家電の量販店で、売れ筋1位の商品と2位の商品という表示があっても、「両者の違いは何?」など店員さんという人間にきいてみたくなるが、売り場にいる店員さんの数はめっきり減った。

最近、うちの子供たちに、独力で新宿駅で電車を乗り換えて、私の実家にまで行けるようになったらいいなと思い、先日、その第一歩として、説明しながら一緒に行った。乗り換えのときの道順はもちろん、どのホームの電車に乗るかとか、快速は降りる駅に停まらないなど、子供にとっては分かりにくいことが結構あるので、「分からないときは、ホームの駅員さんにきけばいいよ」と言ってみたものの、ホームで駅員さんはなかなか見つからない。「やっぱ、そのへんの人にきいてみてね」と言い直した。すると、カミさんは「今どきは、『そのへんの人』はどんな人か分からないからねー」などと言う。『そのへんの人』を選ぶ眼力も必要なのか。

それでふと思い出すのが、私の子供の頃。自宅の建てかえがあって、3ヶ月ほど都電を2本乗り継いで(つまり乗り換え1回で)親戚の家から小学校に1時間ほどかけて通っていたことがあった。4年生頃だった。今でも憶えているが、目線が低い子供にとって、通勤・通学ラッシュは、人の壁に囲まれるようなものだ。しかし同じ時間の都電に乗っていると、同じ運転手さん・車掌さんだったりして、顔見知りになる。そして、子供には満員の電車は辛かろうと、運転手さんや車掌さんのスペースに入れてくれた。

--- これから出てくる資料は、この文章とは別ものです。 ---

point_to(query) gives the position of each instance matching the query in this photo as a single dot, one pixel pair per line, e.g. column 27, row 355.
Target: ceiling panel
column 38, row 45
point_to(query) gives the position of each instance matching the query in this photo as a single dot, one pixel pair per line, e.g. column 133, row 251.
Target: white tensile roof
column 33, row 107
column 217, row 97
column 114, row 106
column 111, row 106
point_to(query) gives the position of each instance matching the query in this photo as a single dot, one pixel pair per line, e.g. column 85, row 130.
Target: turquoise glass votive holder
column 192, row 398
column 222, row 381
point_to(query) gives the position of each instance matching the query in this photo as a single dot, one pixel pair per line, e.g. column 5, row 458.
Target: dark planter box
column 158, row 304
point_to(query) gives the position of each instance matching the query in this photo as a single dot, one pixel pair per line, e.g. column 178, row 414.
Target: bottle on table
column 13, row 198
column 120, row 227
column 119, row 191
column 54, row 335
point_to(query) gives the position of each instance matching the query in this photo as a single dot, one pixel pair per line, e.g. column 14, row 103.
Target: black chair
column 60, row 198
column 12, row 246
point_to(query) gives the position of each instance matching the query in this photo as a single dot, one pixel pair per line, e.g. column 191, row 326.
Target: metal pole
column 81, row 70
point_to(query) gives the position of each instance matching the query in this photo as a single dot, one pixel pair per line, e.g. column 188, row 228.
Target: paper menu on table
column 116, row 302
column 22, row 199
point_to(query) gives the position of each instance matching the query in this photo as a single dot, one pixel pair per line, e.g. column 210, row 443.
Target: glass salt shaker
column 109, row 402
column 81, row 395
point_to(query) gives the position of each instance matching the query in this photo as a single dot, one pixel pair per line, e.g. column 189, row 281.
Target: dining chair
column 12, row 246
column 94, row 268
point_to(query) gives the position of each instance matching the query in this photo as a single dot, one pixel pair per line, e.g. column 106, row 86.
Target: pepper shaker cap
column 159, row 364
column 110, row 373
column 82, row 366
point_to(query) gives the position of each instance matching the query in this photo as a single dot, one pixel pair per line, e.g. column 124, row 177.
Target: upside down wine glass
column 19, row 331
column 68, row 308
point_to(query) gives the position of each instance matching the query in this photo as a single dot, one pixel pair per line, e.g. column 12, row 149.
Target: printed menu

都電と言っても今は知らない人の方が多いだろうから、少し説明しよう。まず東京には昔、路面電車がたくさん走っていた。車両数は連結なしの1両で、その車両の先頭部分に運転手さんのスペースがあって、乗客のスペースとの間仕切りとして、大人の腰の高さぐらいに横方向のバーがあった。当然、最後部は車掌さんのスペースなのだが、先頭部と全く同じ計器類があって、やはり全く同じようにバーが間仕切りになっていた。反対に進むときは、運転手さんと車掌さんが入れ替わる。私が入れてもらったのは、そんな聖域とも言える運転手・車掌だけが入れるスペースだった。当然、大きな大人に押されることもなく、楽ちんだった。「おぅ、坊主。いいなー」と他の乗客から親しげな声を掛けてもらったことも憶えている。無論、その運転手さんや車掌さんは、ルール違反だったろう。でも、何も問題はなかった。そして何より、小学生の私が大人の社会に対して少し安心感とともに自信を持つことが出来た。

省人力化はますます進むだろう。しかし、大事なことは、もうすでにそれは世の中の進化とは思えなくなっていることだ。「あそこのガソリンスタンドは、セルフじゃないからちょっと高いけど、窓拭いてくれるんだよね」なんてことは実際すでにあるし、機械で成形したおにぎりより、手で握ったおにぎりの方がおいしい。

子供の頃、漫画で見た未来図は、とても豊かな雰囲気に満ちていた。だが、現実的にそんな未来図に近くなった今は、次の別の豊かな雰囲気に満ちた未来図が必要のような気がする。でも、それってどんなものなのかな?